A. Annual Rate of Occurrence (ARO)
B. Risk exposure
C. Business Impact Analysis (BIA)
D. Estimated financial loss
Kindly be reminded that the suggested answer is for your reference only. It doesn’t matter whether you have the right or wrong answer. What really matters is your reasoning process and justifications.
My suggested answer is B. Risk exposure.
Risk exposure is a measure of risk that is evaluated by considering likelihood, consequences, and all other risk factors to rank or prioritize risks or make decisions. If the effect is evaluated with monetary value, risk exposure is an indicator of potential financial loss. A risk score is a common type of risk exposure.

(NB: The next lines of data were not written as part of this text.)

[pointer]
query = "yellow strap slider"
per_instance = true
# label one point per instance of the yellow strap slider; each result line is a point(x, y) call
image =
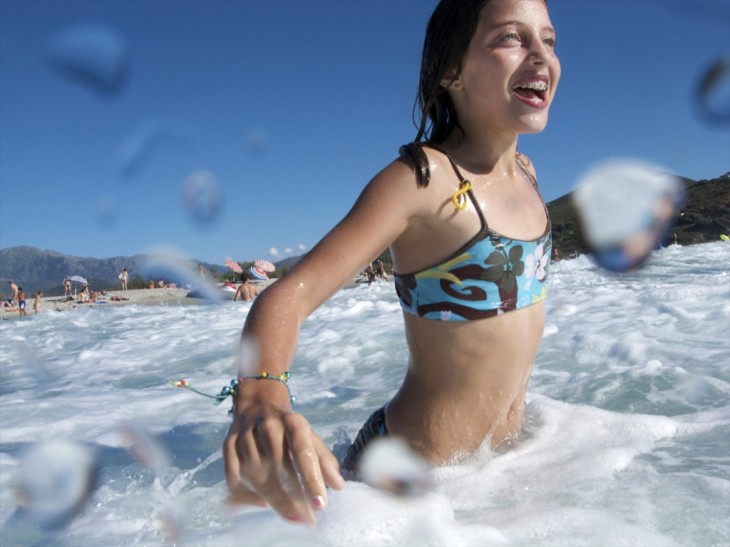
point(459, 197)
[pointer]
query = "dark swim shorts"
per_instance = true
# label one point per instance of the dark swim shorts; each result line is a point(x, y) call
point(374, 427)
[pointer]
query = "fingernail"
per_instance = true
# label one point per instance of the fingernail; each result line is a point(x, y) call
point(301, 519)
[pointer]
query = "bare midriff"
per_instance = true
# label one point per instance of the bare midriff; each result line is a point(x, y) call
point(465, 383)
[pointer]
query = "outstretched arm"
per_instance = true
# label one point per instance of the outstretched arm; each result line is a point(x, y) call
point(271, 454)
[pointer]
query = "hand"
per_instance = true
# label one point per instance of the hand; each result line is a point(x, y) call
point(272, 457)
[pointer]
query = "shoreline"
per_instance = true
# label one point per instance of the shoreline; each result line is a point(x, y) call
point(145, 297)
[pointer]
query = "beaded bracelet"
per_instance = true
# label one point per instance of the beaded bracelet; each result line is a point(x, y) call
point(232, 388)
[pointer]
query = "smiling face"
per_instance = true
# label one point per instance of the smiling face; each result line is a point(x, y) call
point(510, 71)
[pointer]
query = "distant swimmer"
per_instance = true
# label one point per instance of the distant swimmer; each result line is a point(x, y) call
point(246, 291)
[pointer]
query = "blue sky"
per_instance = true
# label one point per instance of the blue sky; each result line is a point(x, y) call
point(288, 108)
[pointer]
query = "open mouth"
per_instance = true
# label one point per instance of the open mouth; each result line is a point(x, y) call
point(532, 91)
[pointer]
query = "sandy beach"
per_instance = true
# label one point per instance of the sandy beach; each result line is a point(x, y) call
point(147, 297)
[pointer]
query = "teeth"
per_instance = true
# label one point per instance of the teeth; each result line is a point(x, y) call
point(539, 86)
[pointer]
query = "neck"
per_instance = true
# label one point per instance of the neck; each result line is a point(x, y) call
point(488, 154)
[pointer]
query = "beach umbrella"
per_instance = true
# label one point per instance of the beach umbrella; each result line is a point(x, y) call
point(77, 279)
point(264, 265)
point(257, 274)
point(233, 265)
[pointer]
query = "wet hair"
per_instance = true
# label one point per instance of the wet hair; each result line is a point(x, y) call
point(448, 34)
point(449, 31)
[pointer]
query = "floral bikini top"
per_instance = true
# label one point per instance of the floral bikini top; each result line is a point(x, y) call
point(488, 276)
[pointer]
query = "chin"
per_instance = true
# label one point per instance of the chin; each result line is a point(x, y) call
point(535, 123)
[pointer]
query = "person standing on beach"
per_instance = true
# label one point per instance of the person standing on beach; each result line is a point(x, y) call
point(246, 291)
point(13, 292)
point(124, 278)
point(20, 295)
point(471, 243)
point(37, 302)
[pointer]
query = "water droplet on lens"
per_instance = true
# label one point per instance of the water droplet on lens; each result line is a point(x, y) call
point(713, 92)
point(93, 55)
point(203, 197)
point(625, 208)
point(54, 480)
point(388, 464)
point(141, 146)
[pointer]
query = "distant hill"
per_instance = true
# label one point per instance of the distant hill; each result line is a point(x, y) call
point(35, 269)
point(705, 215)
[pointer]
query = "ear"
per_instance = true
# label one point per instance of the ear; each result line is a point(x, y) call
point(451, 80)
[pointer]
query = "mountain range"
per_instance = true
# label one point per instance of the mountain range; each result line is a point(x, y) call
point(704, 216)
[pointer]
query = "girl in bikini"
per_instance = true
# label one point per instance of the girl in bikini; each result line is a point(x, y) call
point(470, 240)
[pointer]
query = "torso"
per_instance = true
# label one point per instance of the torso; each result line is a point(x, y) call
point(466, 380)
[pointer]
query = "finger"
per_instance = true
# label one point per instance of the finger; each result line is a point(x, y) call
point(306, 460)
point(232, 466)
point(329, 465)
point(271, 446)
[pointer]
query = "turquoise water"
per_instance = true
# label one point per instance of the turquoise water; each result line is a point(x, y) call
point(627, 438)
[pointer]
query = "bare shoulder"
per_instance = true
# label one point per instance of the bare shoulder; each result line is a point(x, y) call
point(526, 164)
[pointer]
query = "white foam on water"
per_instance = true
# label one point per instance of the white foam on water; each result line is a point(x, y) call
point(626, 441)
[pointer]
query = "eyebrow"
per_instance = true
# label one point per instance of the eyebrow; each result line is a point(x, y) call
point(519, 23)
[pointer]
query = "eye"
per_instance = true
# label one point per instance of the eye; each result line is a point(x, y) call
point(550, 42)
point(512, 36)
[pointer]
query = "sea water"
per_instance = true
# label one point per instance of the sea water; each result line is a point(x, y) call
point(626, 439)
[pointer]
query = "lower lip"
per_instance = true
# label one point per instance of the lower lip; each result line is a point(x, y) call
point(534, 102)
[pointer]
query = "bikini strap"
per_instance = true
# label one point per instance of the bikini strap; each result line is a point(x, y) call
point(523, 166)
point(465, 188)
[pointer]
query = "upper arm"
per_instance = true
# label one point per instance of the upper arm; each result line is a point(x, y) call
point(383, 211)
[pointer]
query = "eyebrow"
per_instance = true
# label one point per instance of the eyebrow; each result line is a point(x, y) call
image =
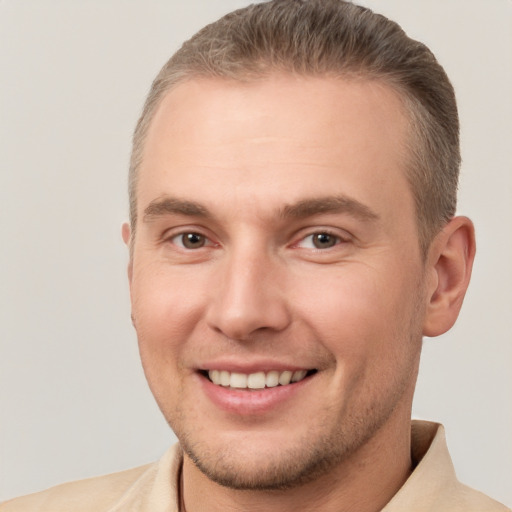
point(301, 209)
point(174, 206)
point(329, 204)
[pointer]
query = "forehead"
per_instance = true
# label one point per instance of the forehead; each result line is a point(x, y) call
point(282, 135)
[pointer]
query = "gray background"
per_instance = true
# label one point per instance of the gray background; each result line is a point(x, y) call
point(73, 400)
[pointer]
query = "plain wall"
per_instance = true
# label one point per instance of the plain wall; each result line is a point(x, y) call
point(73, 399)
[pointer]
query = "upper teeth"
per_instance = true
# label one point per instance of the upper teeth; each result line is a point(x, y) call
point(258, 380)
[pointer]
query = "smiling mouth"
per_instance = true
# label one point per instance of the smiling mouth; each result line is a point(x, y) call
point(257, 380)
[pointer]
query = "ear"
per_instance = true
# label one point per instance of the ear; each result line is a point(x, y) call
point(126, 234)
point(450, 261)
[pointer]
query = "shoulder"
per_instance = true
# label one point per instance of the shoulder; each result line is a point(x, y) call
point(466, 499)
point(98, 494)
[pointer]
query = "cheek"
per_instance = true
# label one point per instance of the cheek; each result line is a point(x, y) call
point(360, 313)
point(166, 310)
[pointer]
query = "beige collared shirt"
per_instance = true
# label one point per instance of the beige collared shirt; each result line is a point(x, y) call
point(431, 487)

Risk = Threat x Vulnerability
This formula is overly simplified and has been misunderstood for years. It is elaborated as follows:
- The Risk term in the formula should refer to “Risk Score” or “Risk Exposure.”
- The Threat term in the formula should refer to “The impact of a threat.”
- The Vulnerability term in the formula should refer to “The likelihood of the vulnerability being exploited.”
- The formula should be interpreted as “Risk Exposure is a function of the impact of a threat and the likelihood of the vulnerability being exploited.” As a result, the calculation doesn’t necessarily have to be multiplication.
- Estimated financial loss is the consequence of risk, it’s not sufficient to express the concept of risk exposure. Given a risk with USD$ 500 million of loss (Risk A) and the other with USD$ 500 thousand of loss (Risk B), which has to be treated first? An informed decision can be made only if the likelihood is determined. What if the likelihood of Risk A is 0.00001%, while that of Risk B is 80%?
- Annual Rate of Occurrence (ARO) implies the likelihood only.
- Business Impact Analysis (BIA) is a process. Will you prioritize software risks based on if BIA is conducted against the risk in interest, or the result of BIA, say MTD, RTO, or RPO? BIA is a distractor in this question.